Das liest man in Deutschland
Statt einer Biografie
Bärbel Reetz’ Roman «Die russische Patientin» stellt eine der «Gründerinnen der Psychoanalyse» vor
Nicht zu Unrecht ist Sigmund Freud als der Vater der Psychoanalyse bekannt. Nun weiß der sprichwörtliche Volksmund zwar spätestens seit Wilhelm Busch, dass es nicht schwer sei, Vater zu werden. Doch ohne dazugehörige Mutter kommt das künftige Kind kaum auf den Weg. Was also weiß man über die Mutter der Psychoanalyse? Herzlich wenig.

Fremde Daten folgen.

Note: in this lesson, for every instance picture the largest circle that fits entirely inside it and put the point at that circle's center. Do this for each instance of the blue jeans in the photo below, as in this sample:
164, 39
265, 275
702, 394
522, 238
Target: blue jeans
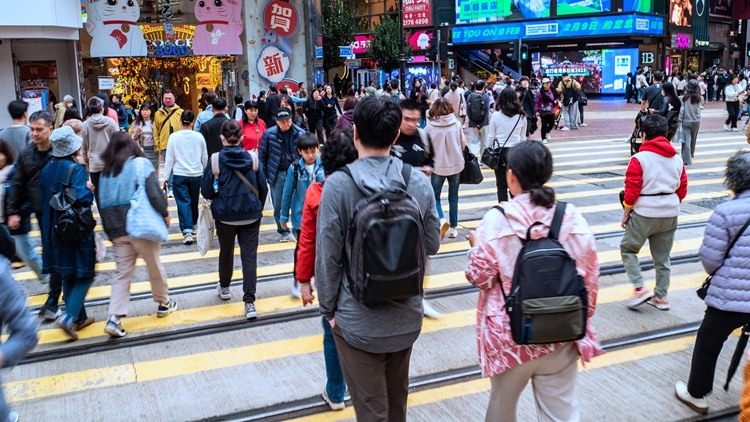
74, 292
336, 386
277, 195
26, 250
186, 190
453, 183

Dabei kann die Disziplin sich doch nicht nur einer, sondern gar deren zwölf erfreuen. Zumindest, wenn man Inge Stephan folgt, die vor knapp anderthalb Dezennien ungefähr diese Anzahl von «Gründerinnen der Psychoanalyse» ausmachte und in einem Buch vorstellte. Eine dieser Frauen ist Sabina Spielrein.
Ihr hat Bärbel Reetz nun einen Roman gewidmet – einen dokumentarischen, wie man getrost hinzufügen darf. Als Begründerin der Psychoanalyse tritt sie bei Reetz allerdings nicht auf, sondern bleibt – entsprechend des Titels Die russische Patientin weithin auf die Rolle der hilfesuchenden Kranken festgelegt, die aber immerhin selbst zur Psychoanalytikerin avancierte. Darüber, was das – wie Eugen Bleuler Spielrein beschrieb – «Fräulein von gutem Ruf, hoher Intelligenz & großem wissenschaftlichen Interesse» an originären Gedanken zur Psychoanalyse beigesteuert hat, erfährt man allerdings so gut wie nichts.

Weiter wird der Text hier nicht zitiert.